Starting January 6, Laia Sanz will be facing hundreds of competitors in Peru, Bolivia and Argentina. The Spaniard is gearing up for her eighth Dakar, her best two-wheeled finish dating back to 2015 when she was ninth overall.
But exactly how do you train for this two-week competition? How do you prepare to race in 50° heat, to sleep in the freezing cold, to endure altitude variations?
Coming from Barcelona, Sanz has chosen the Pyrenees as a training playground. This winter, mountaineering ski has helped her recreate two key factors for the Dakar: navigation and solitude.
“It helps me focus,” she says. “Training high up is very useful in the current Dakar. Skimo helps me work all four limbs and it’s a great complement to my usual training regime. The better I feel about my fitness, the better my frame of mind is for the event.”
She’s also spent a lot of time at her hometown gym. “I want to do quality sessions, meaning they don’t have to be very long. I do high-intensity series of 60-70 minutes, with very short stops in between exercises so I keep a pretty high heart rate.
“A Dakar bike is very demanding, so I have to focus on all areas: the legs – as you get up and down a lot – but also the arms and back, core strength… All body parts are very important.”
Ready to @dakar!! Many thanks to my family and friends!! They always come to say goodbye
Muchas gracias a los que siempre vienen a despedirme!!
— Laia Sanz (@LaiaSanz_) January 1, 2018
One specific exercise stands out. Sanz calls it ‘The Scarecrow’: “I started doing it when I was riding in trials. I have to do small jumps while I push a weight to the front and up.

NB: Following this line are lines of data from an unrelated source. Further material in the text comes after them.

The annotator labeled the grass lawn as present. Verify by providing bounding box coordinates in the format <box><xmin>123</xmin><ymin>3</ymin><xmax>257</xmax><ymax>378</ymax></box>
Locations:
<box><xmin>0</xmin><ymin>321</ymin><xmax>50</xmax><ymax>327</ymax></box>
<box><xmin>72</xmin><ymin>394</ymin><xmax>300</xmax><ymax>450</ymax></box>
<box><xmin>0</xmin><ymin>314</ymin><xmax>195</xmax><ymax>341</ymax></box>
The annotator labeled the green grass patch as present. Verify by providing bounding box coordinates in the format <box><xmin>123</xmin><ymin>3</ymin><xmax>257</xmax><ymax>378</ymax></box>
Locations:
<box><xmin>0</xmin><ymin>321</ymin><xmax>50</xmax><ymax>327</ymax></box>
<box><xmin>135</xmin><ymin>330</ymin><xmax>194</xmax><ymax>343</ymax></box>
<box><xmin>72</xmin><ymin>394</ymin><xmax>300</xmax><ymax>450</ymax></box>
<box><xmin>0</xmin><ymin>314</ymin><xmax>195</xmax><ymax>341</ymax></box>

It is pretty intense as I use the arms, back and legs,” she explains.
She also rides bikes and motorbikes regularly. “On my motorbike, I tend to do two one-hour series, but it depends on where I am and what’s the terrain like.”
Diet will be key too, and Laia Sanz is well aware of that
With stages up to eight-hour-long, participants only get liquid provisioning during the day.

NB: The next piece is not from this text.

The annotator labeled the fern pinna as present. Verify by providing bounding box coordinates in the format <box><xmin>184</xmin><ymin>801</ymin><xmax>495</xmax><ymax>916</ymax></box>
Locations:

“I lost around 6-7 kilos [during her first participation] as I had trouble eating,” she recalls. “It’s very difficult to eat when you have to wake up every day at 3 am. But it’s key for me now. I make small sandwiches and I take bars, nuts and fruits with me. I have it all in my jacket and I eat during the day, before the start and when refuelling.”
The 31-year-old will once again be riding the KTM 450 Rally as she teams up with the Austrian manufacturer that has won the last 16 editions of the Dakar. Sanz and her team of engineers and mechanics will all be out to play their part in keeping this successful run alive.
“A realistic objective is to finish in the top 15 but, if I don’t fail, I can take an even better place.”